5. **Low CVSS, low EPSS** — accept risk or batch-fix opportunistically.

This queue turns "hundreds of CVEs" into "three things to fix this week." That is the harness's value: not finding more vulnerabilities, but making the existing flood actionable.

---

## Anti-Patterns

### Review-time-only gates
Scans run post-commit, findings in a dashboard reviewed days later. A leaked secret is in git history by the time anyone sees it. Cure: creation-time guardrails that block synchronously in the developer's path.

### One-gate-fits-all
Blocking every finding regardless of severity or exploitability. The pipeline never merges; developers override without reading. Cure: the hard-gate/soft-gate decision matrix — block the immediately dangerous, warn the rest.

### Siloed scanners
Each scanner in its own dashboard with its own severity scale. The developer sees three reports of the same SQL injection from three tools and assumes the bot is broken. Cure: the orchestrator normalizes and deduplicates across scanners.

### CVSS-only prioritization
Prioritizing CVEs by CVSS severity alone. A CVSS 9.8 with EPSS 0.01 is less urgent than a CVSS 7.5 with EPSS 0.8. Cure: EPSS (exploitation probability) and CISA KEV (confirmed exploitation) must factor into priority, not CVSS alone.

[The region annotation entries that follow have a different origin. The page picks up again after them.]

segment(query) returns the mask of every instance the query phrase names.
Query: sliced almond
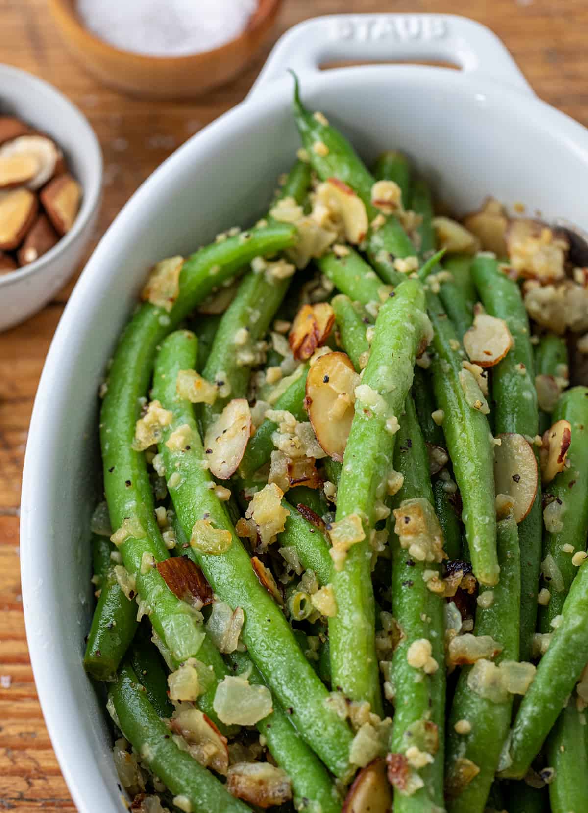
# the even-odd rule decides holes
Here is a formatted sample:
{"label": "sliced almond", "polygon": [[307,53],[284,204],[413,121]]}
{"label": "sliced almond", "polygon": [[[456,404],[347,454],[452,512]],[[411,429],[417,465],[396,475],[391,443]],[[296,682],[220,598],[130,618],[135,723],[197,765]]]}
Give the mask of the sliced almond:
{"label": "sliced almond", "polygon": [[506,232],[508,258],[513,270],[542,285],[565,276],[569,241],[561,230],[553,230],[540,220],[517,218]]}
{"label": "sliced almond", "polygon": [[24,136],[28,133],[28,125],[20,119],[11,115],[0,116],[0,144],[11,141],[13,138]]}
{"label": "sliced almond", "polygon": [[381,758],[361,768],[349,788],[341,813],[391,813],[392,794]]}
{"label": "sliced almond", "polygon": [[565,468],[565,459],[572,442],[572,425],[568,420],[556,421],[543,434],[543,444],[539,450],[541,480],[551,483],[556,474]]}
{"label": "sliced almond", "polygon": [[15,189],[0,198],[0,250],[10,251],[20,245],[37,208],[37,198],[28,189]]}
{"label": "sliced almond", "polygon": [[59,237],[49,220],[45,215],[39,215],[19,249],[19,263],[21,266],[34,263],[41,254],[52,249],[58,240]]}
{"label": "sliced almond", "polygon": [[344,353],[327,353],[310,367],[305,405],[317,440],[338,460],[343,454],[355,414],[355,388],[360,378]]}
{"label": "sliced almond", "polygon": [[[494,480],[499,513],[512,513],[521,522],[531,510],[537,493],[537,460],[533,448],[522,435],[504,433],[494,447]],[[499,500],[503,497],[504,499]]]}
{"label": "sliced almond", "polygon": [[326,341],[335,324],[335,311],[328,302],[303,305],[292,322],[288,342],[295,358],[309,359]]}
{"label": "sliced almond", "polygon": [[205,714],[185,706],[180,706],[170,720],[171,730],[184,737],[188,752],[197,762],[226,776],[229,768],[227,738]]}
{"label": "sliced almond", "polygon": [[46,136],[21,136],[8,141],[0,148],[0,184],[2,161],[16,159],[28,161],[32,167],[30,177],[21,182],[29,189],[38,189],[54,175],[59,150]]}
{"label": "sliced almond", "polygon": [[320,489],[322,485],[314,458],[289,458],[288,479],[290,488],[294,488],[295,485],[305,485],[308,489]]}
{"label": "sliced almond", "polygon": [[283,805],[292,798],[290,777],[270,763],[243,762],[231,765],[227,789],[233,796],[259,807]]}
{"label": "sliced almond", "polygon": [[508,218],[499,201],[487,198],[482,209],[466,215],[463,223],[468,231],[478,237],[485,251],[492,251],[497,257],[506,256]]}
{"label": "sliced almond", "polygon": [[480,367],[494,367],[512,346],[512,337],[503,319],[477,313],[473,325],[464,334],[464,349],[470,361]]}
{"label": "sliced almond", "polygon": [[439,247],[447,249],[450,254],[456,251],[475,254],[480,247],[475,235],[449,217],[434,217],[433,228]]}
{"label": "sliced almond", "polygon": [[198,609],[212,604],[214,598],[212,588],[201,568],[188,556],[172,556],[163,559],[158,562],[157,568],[178,598],[188,604],[199,605]]}
{"label": "sliced almond", "polygon": [[0,189],[24,186],[34,178],[39,169],[35,155],[2,155],[0,154]]}
{"label": "sliced almond", "polygon": [[41,193],[41,202],[58,234],[63,236],[73,225],[81,197],[81,186],[68,172],[54,178]]}
{"label": "sliced almond", "polygon": [[14,257],[0,251],[0,276],[3,274],[10,274],[11,271],[16,271],[18,266]]}
{"label": "sliced almond", "polygon": [[279,588],[275,582],[271,571],[257,556],[252,557],[251,564],[255,571],[255,575],[259,580],[260,585],[262,585],[266,588],[270,595],[275,598],[280,606],[283,606],[283,597],[279,592]]}
{"label": "sliced almond", "polygon": [[236,472],[251,437],[251,411],[246,398],[230,401],[204,438],[210,472],[228,480]]}
{"label": "sliced almond", "polygon": [[329,178],[316,193],[317,201],[330,212],[331,219],[340,221],[348,243],[361,243],[367,234],[369,221],[365,206],[350,186],[338,178]]}

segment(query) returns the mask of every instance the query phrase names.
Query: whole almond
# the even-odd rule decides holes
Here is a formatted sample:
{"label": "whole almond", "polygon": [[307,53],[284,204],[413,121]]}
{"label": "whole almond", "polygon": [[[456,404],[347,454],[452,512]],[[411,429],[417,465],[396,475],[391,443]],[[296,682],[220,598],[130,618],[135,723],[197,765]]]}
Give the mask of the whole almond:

### Attribution as punishment
Using per-author finding counts as a performance metric. Destroys psychological safety; developers stop engaging with the gate. Cure: attribution is for coaching conversations, visible to author and lead only, never broadcast or tied to review.

---

## Key Terms

| Term | Definition |
| --- | --- |
| **Creation-time guardrail** | Synchronous security check in the developer's path (pre-commit/pre-merge/IDE); seconds of feedback, not days |
| **Hard gate vs soft gate** | Block (cannot merge) vs warn (can proceed); the decision matrix per scan type |
| **Multi-scanner orchestration** | SAST, SCA, secrets, IaC run in parallel; results normalized and deduplicated |
| **Risk score per PR** | A single computed number from finding counts + trend; gates approval at thresholds |
| **EPSS** | Exploit Prediction Scoring System; probability (0-1) of exploitation in next 30 days |
| **CISA KEV** | Known Exploited Vulnerabilities catalog; confirmed active exploitation; first-priority signal |

---

## Lab Exercise

See `07-lab-spec.md`. Four labs: (1) the gate decision matrix; (2) multi-scanner orchestration with aggregation and dedup; (3) trend analysis and risk scoring with a simulated build history; (4) CVE triage harness with EPSS and KEV.

---

## References

1. **CISA KEV** (Known Exploited Vulnerabilities catalog) — confirmed active exploitation; the first-priority triage signal.
2. **EPSS** (FIRST) — Exploit Prediction Scoring System; probability of exploitation in 30 days.
3. **CVSS v3.1** (FIRST) — severity scoring; measures impact, not exploitation probability.
4. **Semgrep, CodeQL** — SAST; **Snyk, OWASP Dependency-Check** — SCA; **Gitleaks, TruffleHog** — secrets; **Checkov, OPA** — IaC.
5. **NVD** (National Vulnerability Database) — the CVE feed source.
6. **S06.2** — false-positive triage and precision/recall measurement; this module's cross-scanner triage uses the same patterns.